El goteo de caminantes ha formado un nutrido grupo en el albergue. Americanos, polacas, danés, filipino, alemán, argentinos, un español, una venezolana…
Esta última, la venezolana, se llama Juliana. Lleva ampollas en los pies, y está bastante fastidiada. Necesita pinchar la ampolla y pasarle hilo, pero no lleva aguja, así que le doy la mía. Pienso que no la necesitaré. Hecha la operación, con la ayuda de Perpetuo, llega el hospitalero Domingo, todo un personaje…

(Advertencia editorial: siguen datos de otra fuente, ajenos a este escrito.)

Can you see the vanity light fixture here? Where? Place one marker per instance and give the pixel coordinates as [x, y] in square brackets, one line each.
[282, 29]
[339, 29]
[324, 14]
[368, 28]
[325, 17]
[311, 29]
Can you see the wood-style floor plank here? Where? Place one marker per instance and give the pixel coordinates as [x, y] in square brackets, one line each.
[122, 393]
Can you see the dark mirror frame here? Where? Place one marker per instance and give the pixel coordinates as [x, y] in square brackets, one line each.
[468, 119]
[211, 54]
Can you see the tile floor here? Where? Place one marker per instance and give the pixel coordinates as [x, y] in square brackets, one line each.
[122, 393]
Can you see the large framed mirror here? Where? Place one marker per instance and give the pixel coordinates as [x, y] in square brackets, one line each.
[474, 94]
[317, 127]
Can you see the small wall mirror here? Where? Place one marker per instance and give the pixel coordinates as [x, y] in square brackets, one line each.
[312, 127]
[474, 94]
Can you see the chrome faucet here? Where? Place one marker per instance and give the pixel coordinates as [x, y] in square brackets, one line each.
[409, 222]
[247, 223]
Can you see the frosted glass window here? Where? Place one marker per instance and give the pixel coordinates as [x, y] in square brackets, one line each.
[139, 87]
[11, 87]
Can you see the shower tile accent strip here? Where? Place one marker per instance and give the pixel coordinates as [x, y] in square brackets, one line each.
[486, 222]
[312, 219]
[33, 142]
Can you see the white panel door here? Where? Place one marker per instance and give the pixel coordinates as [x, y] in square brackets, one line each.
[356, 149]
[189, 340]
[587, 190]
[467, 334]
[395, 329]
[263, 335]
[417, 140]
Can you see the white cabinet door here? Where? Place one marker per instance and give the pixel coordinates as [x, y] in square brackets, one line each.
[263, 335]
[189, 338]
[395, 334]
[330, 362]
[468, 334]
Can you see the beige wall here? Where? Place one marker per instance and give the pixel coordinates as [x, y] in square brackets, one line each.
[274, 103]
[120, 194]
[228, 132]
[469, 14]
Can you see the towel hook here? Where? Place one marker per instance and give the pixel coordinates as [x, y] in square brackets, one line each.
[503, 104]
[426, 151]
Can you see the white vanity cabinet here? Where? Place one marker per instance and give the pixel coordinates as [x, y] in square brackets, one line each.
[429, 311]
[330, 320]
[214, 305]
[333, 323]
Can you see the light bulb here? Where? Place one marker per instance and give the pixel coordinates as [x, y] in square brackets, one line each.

Domingo nos pone firmes a todos. Sin mediar palabra, saca las botas a puñados de las habitaciones, así como los bastones, las toallas… Como un general, empieza a dar órdenes: hay que colgar las toallas fuera, en el cubierto, las botas a la entrada, y también los bastones… De tres en tres, toma nuestros datos, nos sella la credencial y nos cobra. En ese orden, y no otro… Luego, lecciones básicas para el Camino, las rutas, los sitios para comer,… Después, nos hace macarrones para todos. ¡Olé! Picantones, eso sí, lo que provoca que abramos varias botellas de vino. Mientras cenamos, Domingo monta un tenderete de cuerdas por encima nuestro, y pone a secar la ropa de la colada…
Para terminar la jornada, Domingo descubre que es el cumpleaños del americano: 68 años. No sé de donde, pero saca 4 magdalenas, que coloca en un plato, ¡y velas! Todos le cantamos el Happy Birthday… La verdad es que Domingo se hace de querer.
Hoy, sin duda, ha sido un día muy especial.
La Gente
La gente que vive en torno al Camino Primitivo es sencilla, pero muy amable y hospitalaria. Ya el primer día tuve oportunidad de constatarlo, cuando en un par de ocasiones en las que dudé sobre qué dirección tomar, salieron corriendo a la calle, o se asomaron a la ventana, para indicarme la correcta.
En un bar pequeñito, enmedio de un par de casas, paramos en una ocasión a tomar un poco de queso y chorizo para reponer fuerzas. Había una caja registradora muy antigua. Yo, por dar conversación a la señora, le pregunté con curiosidad, «¿Cuántos años tiene la caja, señora?» La respuesta fue contundente: «¡Muchos!». Y siguió a lo suyo. En eso, empezó a llover. Quise probar suerte de nuevo, a ver si la señora hablaba un poco más… «¿Cree que parará pronto de llover…?» Su respuesta fue como la de quien responde a un nene pequeño: «¡No lo sé!». En realidad, ambas respuestas fueron sinceras, y tampoco admitían discusión, por lo que terminamos… y nos fuimos sin tratar de decir más tonterías.
Toda la gente que encontré trató de ayudarme si lo necesité. Desde gente en la calle, hasta dueños de bares, o dependientes de tiendas. Una actitud que se agradece mucho cuando vas caminando tantos kilómetros, a veces en malas condiciones.